The level of SHBG present in the body is also variable, and
can be altered by a number of factors. The most
prominent seems to be the concentration of estrogen and
thyroid hormones present in the blood. We generally see a
reduction in the amount of this plasma binding protein as
estrogen and thyroid content decreases, and a rise in
SHBG as they increase. A heightened androgen level due
to the administration of anabolic/androgenic steroids has
also been shown to lower levels of this protein
considerably. This is clearly supported by a 1989 German
study, which noted a strong tendency for SHBG reduction
with the oral anabolic steroid stanozolol (Winstrol®).2o
After only 3 days of administering a daily dose of .2mg/kg
body-weight (about 18mg for a 200lb man), SHBG was
lowered nearly 50% in normal subjects. Similar results
have been obtained with the use of injectable
testosterone enanthate; however, milligram for milligram,
the effect of stanozolol was much greater in comparison.

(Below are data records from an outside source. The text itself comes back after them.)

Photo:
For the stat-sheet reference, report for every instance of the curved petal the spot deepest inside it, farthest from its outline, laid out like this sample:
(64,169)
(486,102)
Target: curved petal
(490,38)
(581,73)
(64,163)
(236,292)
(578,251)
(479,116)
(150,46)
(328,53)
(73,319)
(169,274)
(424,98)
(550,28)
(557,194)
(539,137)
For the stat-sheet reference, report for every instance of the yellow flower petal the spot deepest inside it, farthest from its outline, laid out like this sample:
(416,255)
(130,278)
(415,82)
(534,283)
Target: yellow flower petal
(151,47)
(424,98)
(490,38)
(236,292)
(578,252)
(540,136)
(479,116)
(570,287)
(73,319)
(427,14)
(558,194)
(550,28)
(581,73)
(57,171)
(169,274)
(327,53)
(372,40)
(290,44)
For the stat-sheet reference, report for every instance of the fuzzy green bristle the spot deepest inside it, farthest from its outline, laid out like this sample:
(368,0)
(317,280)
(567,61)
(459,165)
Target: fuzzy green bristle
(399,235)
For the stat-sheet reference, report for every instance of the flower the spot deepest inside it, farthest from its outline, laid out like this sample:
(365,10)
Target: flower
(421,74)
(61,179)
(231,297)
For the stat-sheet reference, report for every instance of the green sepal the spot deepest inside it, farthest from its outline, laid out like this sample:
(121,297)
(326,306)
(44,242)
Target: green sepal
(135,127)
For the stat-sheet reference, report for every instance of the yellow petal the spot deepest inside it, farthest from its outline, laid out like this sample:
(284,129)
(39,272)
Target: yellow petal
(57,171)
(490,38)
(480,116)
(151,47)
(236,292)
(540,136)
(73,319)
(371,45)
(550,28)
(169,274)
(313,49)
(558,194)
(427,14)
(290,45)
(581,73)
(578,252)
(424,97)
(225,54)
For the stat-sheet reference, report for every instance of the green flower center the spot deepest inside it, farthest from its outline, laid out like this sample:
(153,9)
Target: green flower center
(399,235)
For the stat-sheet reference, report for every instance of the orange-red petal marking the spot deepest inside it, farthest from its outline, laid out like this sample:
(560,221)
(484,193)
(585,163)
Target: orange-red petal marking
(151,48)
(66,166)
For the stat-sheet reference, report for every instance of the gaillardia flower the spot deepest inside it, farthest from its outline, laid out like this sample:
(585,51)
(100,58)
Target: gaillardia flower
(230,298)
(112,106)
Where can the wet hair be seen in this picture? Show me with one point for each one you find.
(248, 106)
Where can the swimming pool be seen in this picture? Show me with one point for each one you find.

The form of administration may have been important in
reaching this level of response. Although the injectable
was not tried in the German study, we can refer to others
comparing the effect of oral vs. transdermal estrogen.21
These show a much greater response in SHBG levels when
the drug is given orally. This is perhaps explained by the
fact that SHBG is produced in the liver. Therefore, we
cannot assume that injectable Winstrol® (or injectable
steroids in general) will display the same level of potency
in this regard.
Lowering the level of plasma binding proteins is also not
the only mechanism that allows for an increased level of
free testosterone. Steroids that display a high affinity for
these proteins may also increase the level of free
testosterone by competing with it for binding. Obviously
if testosterone finds it more difficult to locate available
plasma proteins in the presence of the additional
compound, more will be left in an unbound state. A
number of steroids including dihydrotestosterone,
Proviron®, and Oral-Turinabol
(chlorodehydromethyltestosterone) display a strong
tendency for this effect. If the level of free-testosterone
can be altered by the use of different anabolic/androgenic
steroids, the possibility also exists that one steroid can
increase the potency of another through these same
mechanisms. For example, Proviron® is a poor anabolic,
but its extremely high affinity for SHBG might make it
useful by allowing the displacement of other steroids that
are more active in these tissues.
We must not let this discussion lead us into thinking that
binding proteins serve no valuable function. In fact they
play a vital role in the transport and functioning of
endogenous androgens. Binding proteins act to protect
the steroid against rapid metabolism, ensure a more
stable blood hormone concentration, and facilitate an
even distribution of hormone to various body organs. The
recent discovery of a specific receptor for Sex HormoneBinding
Globulin (SHBG-R) located on the membrane
surface of steroid responsive body cells also suggests a
much more complicated role for this protein than solely hormone transport. However, it remains clear that
manipulating the tendency of a hormone to exist in an
unbound state is an effective way to alter drug potency.
 
Good post Brother!! The whole reason I incorporate Proviron into my regimen..... It binds to the SHBG before my Test can get to it, leaving more Free Test!! Anyhow, good read.....
;)
 
Why are wanting to lower your Free Test csuperman? You can PM me, but I'd need to know exactly what your taking??